教育随想(授業づくり・集団づくり・児童理解)

実践、反省、さらに実践・・・

子供たちを相手にして、悩んだり迷ったりしている先生に読んでいただきたいと思っています。
迷うことが、悩むことが先生の良心であり、最も大切な能力ではないのでしょうか。
 わかったことよりわからないこと、できたことよりできなかったことに 心を向けていく先生は 素敵だと思います。

教育随想 1119回 子供を一旦 野性化させる 解放させる

かよし学級の先生からうかがったことです。
新年度は、なかよしの子供たちは、交流学級にいることが多いそうです。
担任する4人の子供たちの様子を見るために、それぞれの学級を巡回しているということです。
その先生が、「それぞれの学級の雰囲気が大変違うものですね。
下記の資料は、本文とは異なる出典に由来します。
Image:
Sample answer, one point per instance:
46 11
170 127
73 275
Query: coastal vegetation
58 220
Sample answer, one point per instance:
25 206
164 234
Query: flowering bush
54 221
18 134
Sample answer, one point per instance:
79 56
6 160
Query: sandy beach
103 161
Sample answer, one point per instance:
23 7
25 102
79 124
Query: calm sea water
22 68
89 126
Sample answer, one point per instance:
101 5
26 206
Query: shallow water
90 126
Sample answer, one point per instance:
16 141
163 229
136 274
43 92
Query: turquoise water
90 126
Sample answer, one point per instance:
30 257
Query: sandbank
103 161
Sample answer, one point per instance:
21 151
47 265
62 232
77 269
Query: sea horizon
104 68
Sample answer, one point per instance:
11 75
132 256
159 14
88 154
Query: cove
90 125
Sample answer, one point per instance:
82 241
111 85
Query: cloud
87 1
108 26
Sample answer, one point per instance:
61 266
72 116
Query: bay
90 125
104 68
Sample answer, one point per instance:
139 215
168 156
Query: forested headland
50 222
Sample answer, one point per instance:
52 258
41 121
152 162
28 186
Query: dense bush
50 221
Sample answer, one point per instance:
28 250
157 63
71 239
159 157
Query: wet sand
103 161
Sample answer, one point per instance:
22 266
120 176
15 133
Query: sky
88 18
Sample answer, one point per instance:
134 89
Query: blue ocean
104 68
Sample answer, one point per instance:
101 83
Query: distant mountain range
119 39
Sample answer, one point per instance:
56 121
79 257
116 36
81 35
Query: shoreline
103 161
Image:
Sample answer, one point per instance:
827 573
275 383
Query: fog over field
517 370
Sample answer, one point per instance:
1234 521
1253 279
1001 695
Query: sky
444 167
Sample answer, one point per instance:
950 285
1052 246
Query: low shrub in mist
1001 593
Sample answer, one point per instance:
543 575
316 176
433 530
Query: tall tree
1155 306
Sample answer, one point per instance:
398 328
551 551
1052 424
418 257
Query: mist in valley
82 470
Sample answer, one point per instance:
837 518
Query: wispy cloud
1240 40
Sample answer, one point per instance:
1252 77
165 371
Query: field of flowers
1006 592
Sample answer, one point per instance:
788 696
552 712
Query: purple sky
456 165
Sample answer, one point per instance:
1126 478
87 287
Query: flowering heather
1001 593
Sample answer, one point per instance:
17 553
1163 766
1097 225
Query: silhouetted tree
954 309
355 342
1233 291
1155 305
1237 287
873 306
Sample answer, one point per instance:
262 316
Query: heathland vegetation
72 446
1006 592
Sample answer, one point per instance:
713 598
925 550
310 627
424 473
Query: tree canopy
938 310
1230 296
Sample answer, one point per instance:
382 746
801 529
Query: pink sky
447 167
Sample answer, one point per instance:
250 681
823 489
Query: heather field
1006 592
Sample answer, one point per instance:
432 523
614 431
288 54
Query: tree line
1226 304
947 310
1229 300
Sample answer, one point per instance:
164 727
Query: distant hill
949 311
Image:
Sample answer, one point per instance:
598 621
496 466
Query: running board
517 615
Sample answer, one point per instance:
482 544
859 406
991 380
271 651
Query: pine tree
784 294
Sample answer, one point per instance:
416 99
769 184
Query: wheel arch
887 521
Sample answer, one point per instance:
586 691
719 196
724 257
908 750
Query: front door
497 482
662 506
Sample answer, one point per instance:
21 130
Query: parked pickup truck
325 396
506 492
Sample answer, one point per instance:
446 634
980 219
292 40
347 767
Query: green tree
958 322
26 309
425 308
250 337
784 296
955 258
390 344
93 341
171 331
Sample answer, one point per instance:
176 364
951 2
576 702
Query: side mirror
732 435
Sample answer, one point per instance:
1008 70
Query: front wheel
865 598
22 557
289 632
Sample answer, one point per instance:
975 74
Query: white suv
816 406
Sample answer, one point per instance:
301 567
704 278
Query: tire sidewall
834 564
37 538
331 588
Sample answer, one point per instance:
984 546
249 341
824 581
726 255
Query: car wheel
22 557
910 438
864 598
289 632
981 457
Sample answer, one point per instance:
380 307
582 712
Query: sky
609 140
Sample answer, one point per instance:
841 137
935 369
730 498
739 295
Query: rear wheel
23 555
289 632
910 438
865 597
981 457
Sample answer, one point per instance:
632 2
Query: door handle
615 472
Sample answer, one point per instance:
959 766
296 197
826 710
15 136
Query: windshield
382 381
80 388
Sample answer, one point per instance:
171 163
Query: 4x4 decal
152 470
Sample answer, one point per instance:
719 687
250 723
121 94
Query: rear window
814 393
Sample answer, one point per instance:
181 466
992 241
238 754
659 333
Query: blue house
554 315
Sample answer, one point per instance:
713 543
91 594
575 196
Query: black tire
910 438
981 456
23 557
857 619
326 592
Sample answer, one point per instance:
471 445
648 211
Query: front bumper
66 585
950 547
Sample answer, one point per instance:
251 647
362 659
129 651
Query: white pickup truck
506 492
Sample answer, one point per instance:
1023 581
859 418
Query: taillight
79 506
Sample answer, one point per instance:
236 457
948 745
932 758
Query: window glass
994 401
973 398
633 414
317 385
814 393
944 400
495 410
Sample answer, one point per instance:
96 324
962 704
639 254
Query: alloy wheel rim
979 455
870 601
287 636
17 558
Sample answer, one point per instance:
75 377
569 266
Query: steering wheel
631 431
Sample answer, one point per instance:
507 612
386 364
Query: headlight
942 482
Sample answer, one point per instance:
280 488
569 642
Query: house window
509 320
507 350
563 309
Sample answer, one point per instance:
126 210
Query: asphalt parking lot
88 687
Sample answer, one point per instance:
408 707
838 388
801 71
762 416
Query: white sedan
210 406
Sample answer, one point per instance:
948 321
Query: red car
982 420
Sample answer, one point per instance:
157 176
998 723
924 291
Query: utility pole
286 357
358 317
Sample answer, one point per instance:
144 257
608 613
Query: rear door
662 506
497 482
この差はどこからきているのでしょうか」と質問されました。


新学期の学級。
興奮している子供たちがざわついてる集団。
先生の話を適当に聞き流している集団。
新しい先生に関心をもって聞き入っている集団。
なかには、とても静かで先生の話を聞いている集団。


このなかで一番問題がある集団は、静かな集団です。
先生の威圧なのか、子供が先生に迎合して様子を見ているのか。


子供たちは、新しい担任の先生のもとで、野性化します。
前の学級、担任から解放されるのです。
今までがまんしていた自分を取り戻します期間です。。


この時に、先生が「きまりだ」「静かに」という声を強圧的に発してはいけないのです。
子供たちの本当の実態がわからなくなります。


1.2週間様子を見ます。
意図的に野性化させるのです。
決して放任ではないです。
必要な指示はします。
ただ、細かい指示をだしすぎて子供たちの反感をかってはいけません。


かつて、ある先生が言われたことを思い出します。
その先生は、かなり威圧的に子供たちをしつけます。
2週間ほとで学級が静かになり、先生の指示が的確に入るようになりました。
その先生は「これで子供たちは私の手の中に入りましたよ」と自慢しておられました。
この学級は6月ぐらいから荒れだしました。


早く集団を先生によって整えてしまうとやがてその反動がきます。
そうではなくて、子供たちと対話しながら、子供との気持をつなぎながら集団づくりを行います。
一か月ぐらいはざわつくことがありますが、それは、子供たちのエネルギーの発散なのです。
それぞれの子供たちが自分勝手に発散させている状態です。


授業がおもしろい、自分も参加できるという有能感を持ち始めると、いつのまにか子供たちの様子に落ち着きが見られるようになります。
子供たち一人ひとりのエネルギーが目標に向かって収束します。
この間、2か月ほどの時間が必要です。
ゆっくりじっくりと・・・
子供と学習を通して仲良くなることを先生の目標にします。


ただし、野性化しすぎないこと。